In all, this alt-Westworld drew over 4,000 visitors, generated 1.9 billion social impressions and nearly 500 press stories from around the world. #SXSWestworld was hailed in one of those articles as “one of the best publicity stunts of the 21st Century.” Some diehards even got married in faux Sweetwater.

Now that’s what you call a big idea. And it sprang from the idea shop that other idea shops wish they could be: New York and Los Angeles’ Giant Spoon.

Giant Spoon was launched five years ago by four OMD executives — Alan Cohen, Jon Haber, Trevor Guthrie, and Marc Simons — with an evangelical belief in the power of ideas to solve business problems and maximize opportunities. This year, their agency has been named MediaPost Creative Media Agency of the Year. 

For the third time. 

In 2018, Giant Spoon enjoyed the hottest new-business streak in its history. Among the clients the shop welcomed aboard last year were American Express, Facebook, Netflix, Glossier, StitchFix and WeWork. They joined a powerhouse existing roster that already includes HP, GE, HBO, LOLA, Uber, NBC, Warner Bros., Marvel Comics, Synchrony and Cole Haan, among others.
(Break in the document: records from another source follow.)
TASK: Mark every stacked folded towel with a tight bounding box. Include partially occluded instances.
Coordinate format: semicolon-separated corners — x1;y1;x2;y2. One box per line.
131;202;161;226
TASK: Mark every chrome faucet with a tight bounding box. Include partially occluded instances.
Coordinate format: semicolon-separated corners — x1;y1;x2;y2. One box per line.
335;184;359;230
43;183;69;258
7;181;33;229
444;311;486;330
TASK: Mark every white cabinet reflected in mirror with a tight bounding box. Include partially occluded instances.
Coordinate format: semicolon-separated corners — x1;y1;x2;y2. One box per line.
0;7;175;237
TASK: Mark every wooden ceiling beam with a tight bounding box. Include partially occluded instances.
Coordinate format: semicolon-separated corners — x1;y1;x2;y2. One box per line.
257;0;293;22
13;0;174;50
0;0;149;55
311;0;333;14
 “When we started, we were a strategy consultancy that had ideas on how to bring brands to life in the culture,” says Haber. “So we built a media practice. A creative practice  —  social, experiential. And this year, we were all grown up to the point where we could really take on big clients. It was a natural evolution into a new full-service model.”

And, as testified to by the opening anecdote, there was a new emphasis on experiential solutions, based on a few years of solid successes with the tactic and the agency’s conviction that such activations can create massive opportunities for brands. 

The agency didn’t rest on those laurels, though. In 2018, it also invested in a content creation and media practice, the latter initiative bolstered when Giant Spoon executive vice president, managing director of media Laura Correnti was named the shop’s fourth partner. (Co-founder Cohen left in 2016.) 

“Any good media plan is obsessed with the user experience,” says Guthrie. “A good media plan thoughtfully looks at channels and then crafts the messages. Audience first.”

A big part of the Giant Spoon story is its unique staff. Guthrie notes that the agency’s recruitment style focuses on candidates with “curiosity, collaboration, and other passions individuals have outside of marketing.” And while the shop is now big enough to need specialists, it still treasures — and hires — those “unicorn generalists,” as Haber calls them. (The three founders note with pride that recent departures include one guy who left Giant Spoon to run marketing at the Brooklyn Museum and another who launched a toothpaste company that markets “morning and evening” toothpaste.)

There remains, of course, those lovely ideas: A first-of-its-kind New York Times Magazine downloadable podcast for GE that used sound — no words — to tell stories of energy technology around the world. A third year of its much-awarded episodic thriller series for HP, “The Wolf,” which highlights the cybersecurity risks of unprotected printers and stars Christian Slater reprising his role from the cult hit “Mr. Robot.” And too many others to recount here.

“We want to create content and experiences for brands,” concludes Simons. “That is how the consumer will engage. We think the industry should be headed that way  —  and hopefully we’re in the forefront.”